J. D. : De tels dispositifs existent dans les établissements pour peine, ce n’est pas récent – ils existent à St Martin, j’en ai connu à Val de Reuil. Nous avions des temps de parole avec la population pénale, nous faisions le point, échangions sur des sujets, sur des projets, parfois même sur des questions sensibles d’application des peines, nous demandions au JAP de venir. La loi pénitentiaire a rappelé la nécessité de ces consultations, qui devront être développées. Mais nous devons rester vigilants. Les établissements pénitentiaires, surtout les maisons d’arrêt, connaissent une concentration de phénomènes de violence, de clans, de trafics. Comment faire en sorte que ceux qui vont prendre la parole, être les représentants des autres, ne seront pas ceux qui auront mis la main sur une autre partie de la population pénale dans l’établissement, pour les réduire encore un petit peu plus à néant ? La plus grande prudence est de mise.

C. E.: Les profils sont terriblement différents, les personnes détenues ne se sentent pas du tout concernées par ce qui se passe pour le voisin, d’ailleurs beaucoup le disent : « Moi, je ne suis pas comme eux. » Comment ferait-on une expression collective de personnes qui ne se reconnaissent pas en l’autre ?

Le Conseil de l’Europe et le Contrôleur général prônent aussi un allègement des contrôles sur les communications des détenus avec l’extérieur, ainsi que l’accès à des moyens aujourd’hui prohibés (téléphone mobile, courrier électronique). De telles évolutions pourraient-elles être envisagées en France ?
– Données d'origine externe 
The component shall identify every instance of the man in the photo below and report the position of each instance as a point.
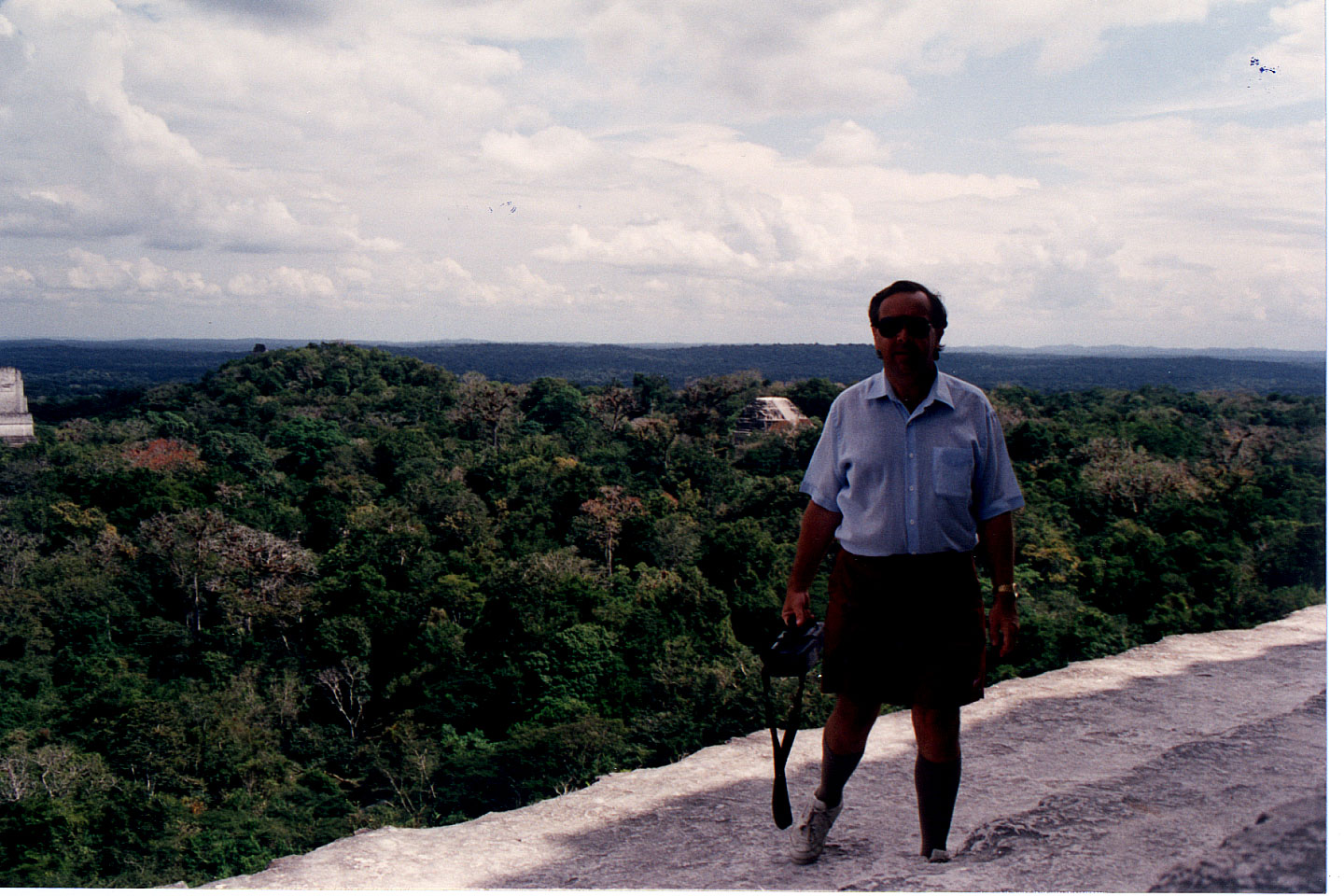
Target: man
(909, 476)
J. D.: Il faudrait que nous disposions d’établissements plus petits, différenciés, permettant d’adapter un parcours d’exécution de peine à l’évolution de la personne. Lorsque cette différentiation existera, on pourra commencer à réfléchir à des évolutions de ce type, à l’ouverture vers l’extérieur. Aujourd’hui, le dispositif oblige à appliquer la règle strictement sécuritaire à l’ensemble de la population pénale. Il faut bien évidemment que l’on réfléchisse, que l’on vive avec son temps, des choses vont évoluer. Il y a trente ans, les détenus n’avaient pas de télévision, ils l’ont aujourd’hui. Ça a fait un tollé à l’époque, les surveillants étaient furieux… Aujourd’hui, aucun ne voudrait l’enlever. Demain, on peut très bien imaginer qu’une frange de la population pénale identifiée, dans un type d’établissement bien identifié, dispose d’un peu plus de liberté, c’est le sens de l’Histoire.